Tout d’abord, les individus intègrent dans leur choix de comportements leurs expériences positives ou négatives acquises dans le passé. Certains individus peuvent par exemple prendre en compte les effets secondaires des ARV qu’ils ont déjà expérimentés pour ne pas suivre régulièrement les traitements. Ensuite, de longues périodes de précarité peuvent aussi générer des habitudes de vie - "la culture de la pauvreté " - conduisant les individus à une moindre capacité à se projeter dans le futur et ainsi à sous-évaluer les conséquences d’actions non immédiates. Enfin, une dernière hypothèse consiste à reprendre les distinctions entre les notions de risque et d’incertitude, notions chères aux économistes, et qui définissent la possibilité ou non d’évaluer la probabilité de survenue d’un événement. Les comportements de prévention ou d’observance de traitements adoptés sont différents selon que l’individu intègre un fatalisme certain à toute décision qu’il prend.
La généralisation des résultats de cette étude menée sur une population de personnes atteintes renforce l’idée qu’il est aujourd’hui nécessaire de développer des campagnes de prévention ciblées sur des groupes particuliers de population qui tiennent compte de leur spécificité en termes de caractéristiques, mais également de facteurs prédictifs des comportements.
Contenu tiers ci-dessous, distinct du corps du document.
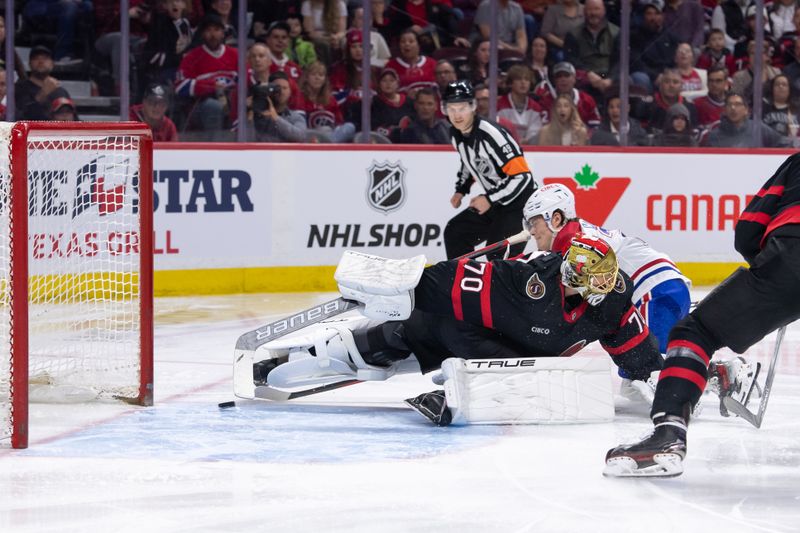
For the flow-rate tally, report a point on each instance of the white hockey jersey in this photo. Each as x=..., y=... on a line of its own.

Toutefois, le risque et les comportements à risque sont des constructions sociales car ils se fondent sur un contexte notamment culturel et économique, et sur le cumul de l’expérience individuelle. Aussi, la difficulté reste de déterminer le processus dynamique et subjectif qui conduit les individus à des comportements de non observance ou de non utilisation du préservatif.

Les points clés

Ceux qui déclarent des comportements à risque de transmission du VIH ne sont pas forcément ceux qui ne suivent pas régulièrement leurs traitements ARV, les déterminants de chacun de ces comportements apparaissant même différents chez les hommes et chez les femmes et selon leur orientation sexuelle.

La prise de risque et la non observance ne sont pas corrélées parmi les hommes ayant des rapports sexuels avec des hommes, alors que la prévalence des comportements à risque est plus élevée parmi les patients hétérosexuels qui ne suivent pas régulièrement leur traitement ARV.

Il est aujourd’hui nécessaire de développer des campagnes de prévention ciblées sur des groupes particuliers de population qui tiennent compte de leur spécificité en termes de caractéristiques, mais également de facteurs prédictifs des comportements.



1 - EuroHIV ;
www.eurohiv.org
2 - Institut de veille sanitaire,
Surveillance du VIH/sida en France,
rapport n° 3, données au 30 juin 2005, 24 p.
3 - Ont été exclus 6 femmes ayant eu des rapports sexuels avec des femmes.